This first edition was written for Lua 5.0. While still largely relevant for later versions, there are some differences.
The fourth edition targets Lua 5.3 and is available at Amazon and other bookstores.
By buying the book, you also help to support the Lua project.


8.2 – C Packages

Because it is easy to interface Lua with C, it is also easy to write packages for Lua in C. Unlike packages written in Lua, however, C packages need to be loaded and linked with an application before use. In most popular systems, the easiest way to do that is with a dynamic linking facility. However, this facility is not part of the ANSI C specification; that is, there is no portable way to implement it.

Usually, Lua does not include any facility that cannot be implemented in ANSI C. However, dynamic linking is different. We can view it as the mother of all other facilities: Once we have it, we can dynamically load any other facility that is not in Lua. Therefore, in this particular case, Lua breaks its compatibility rules and implements a dynamic linking facility for several platforms, using conditional code. The standard implementation offers this support for Windows (DLL), Linux, FreeBSD, Solaris, and some other Unix implementations. It should not be difficult to extend this facility to other platforms; check your distribution. (To check it, run print(loadlib()) from the Lua prompt and see the result. If it complains about bad arguments, then you have dynamic linking facility. Otherwise, the error message indicates that this facility is not supported or not installed.)

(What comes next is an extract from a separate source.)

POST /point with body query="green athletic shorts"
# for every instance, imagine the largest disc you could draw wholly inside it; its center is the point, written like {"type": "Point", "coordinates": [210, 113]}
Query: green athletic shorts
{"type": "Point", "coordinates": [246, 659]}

Lua provides all the functionality of dynamic linking in a single function, called loadlib. Its has two string arguments: the complete path of the library and the name of an initialization function. So, a typical call to it looks like the next fragment:

    local path = "/usr/local/lua/lib/libluasocket.so"
    local f = loadlib(path, "luaopen_socket")
The loadlib function loads the given library and links Lua to it. However, it does not open the library (that is, it does not call the initialization function); instead, it returns the initialization function as a Lua function, so that we can call it directly from Lua. If there is any error loading the library or finding the initialization function, loadlib returns nil plus an error message. We can improve our previous fragment so that it checks for errors and calls the initialization function:
    local path = "/usr/local/lua/lib/libluasocket.so"
    -- or path = "C:\\windows\\luasocket.dll"
    local f = assert(loadlib(path, "luaopen_socket"))
    f()  -- actually open the library

Typically, we could expect a library distribution to include a stub file similar to that previous code fragment. Then, to install the library, we put the actual binary shared library anywhere, edit the stub to reflect the real path, and then add the stub file in a directory in our LUA_PATH. With this setting, we can use the regular require function to open the C library.